Chances are you’ve heard of it under its brand names, Tenuate or Tenuate Dospan. Its official moniker is Diethylpropion, and the list of side effects that come with the drug is even longer than its name.
According to The National Institutes of Health (NIH), this medication is typically prescribed for short periods of time in combination with dietary modifications to lose weight. It’s sold as both a regular (25 mg) and long-acting (75 mg) tablet. It’s normally taken three times a day an hour before meals with the regular dosage or once a day in the middle of the morning for the extended-release version. Diethylpropion acts as a stimulant on the central nervous system.
Patients who experience any of a long list of symptoms should contact their physician immediately, NIH states. These conditions include fast or irregular heartbeat, heart palpitations, blurred vision, skin rash and itching. Also on the dangerous list are difficulty breathing, chest pain, fainting, swelling of the feet or ankles, fever, sore throat and painful urination. Should you experience a serious side effect from the drug, you or your physician can report it to the Food and Drug Administration at 1-800-332-1088.
It’s also important to report any of these symptoms to the prescribing doctor: dry mouth, an unpleasant taste, restless, anxiety, feeling dizzy and depression. Also, crucial to pass along to the physician are tremors, an upset stomach, vomiting or the increased need to urinate.

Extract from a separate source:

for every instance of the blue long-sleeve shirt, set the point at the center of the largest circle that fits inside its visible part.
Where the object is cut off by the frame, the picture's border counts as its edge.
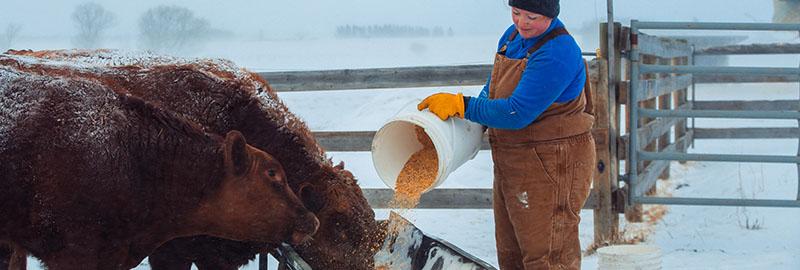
(554, 73)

Prospective users should note that Diethylpropion can affect the blood sugar levels of diabetics. The drug can also cover up some signs of low blood sugar, known as hypoglycemia.
Patients should be sure to inform their doctors of any drug allergies and advise their practitioners of any other prescriptions or over-the-counter drugs they are taking, particularly guanethidine, insulin and MAO inhibitors such as Nardil or Parnate even if they were discontinued within the prior two weeks.
It’s also important to report herbal supplements, vitamins and any other diet medications taken within the preceding year. Other conditions that might prevent usage of Diethylpropion include any current or prior heart or blood vessel disease, high blood pressure, an overachieving thyroid, diabetes, glaucoma, pulmonary hypertension, seizures or drug abuse.
On of the most troublesome side effects of Diethylpropion for some patients is the development of dry mouth, known as Xerostomia. This condition is sometimes commonly called pasties, cottonmouth or dough mouth. In addition to being caused by underlying diseases such as Sjogren’s syndrome and uncontrolled diabetes, it can develop as the result of decreased saliva production while taking Diethylpropion.
In addition to noting a dry mouth, patients might experience saliva that seems thick or stringy, according to the Mayo Clinic. They might also develop cracked lips, bad breath (halitosis), difficulty speaking or swallowing, a sore throat, a strange sense of taste and dental problems. Xerostomia causes increased plaque, tooth decay and gum disease in many patients when there is insufficient saliva to re-mineralize tooth enamel. It can even be dramatic enough to affect the patient’s speech.
There are several ways to treat Xerostomia caused by Diethylpropion. One is to discontinue the drug. As an alternative, the physician might elect to prescribe a medication designed to increase saliva production.
Patients can also take some practical steps at home. Chewing sugar-free gum or candy can sometimes increase saliva production. Avoiding acidic foods can help minimize the possibility of tooth decay. Eliminating smoking or chewing tobacco also reduces dry mouth symptoms.
Other steps include brushing with fluoride toothpaste and making regular visits to the dentist. Sipping water regularly, using over-the-counter saliva substitutes, breathing through the nose instead of the mouth and using a room humidifier at night can also help.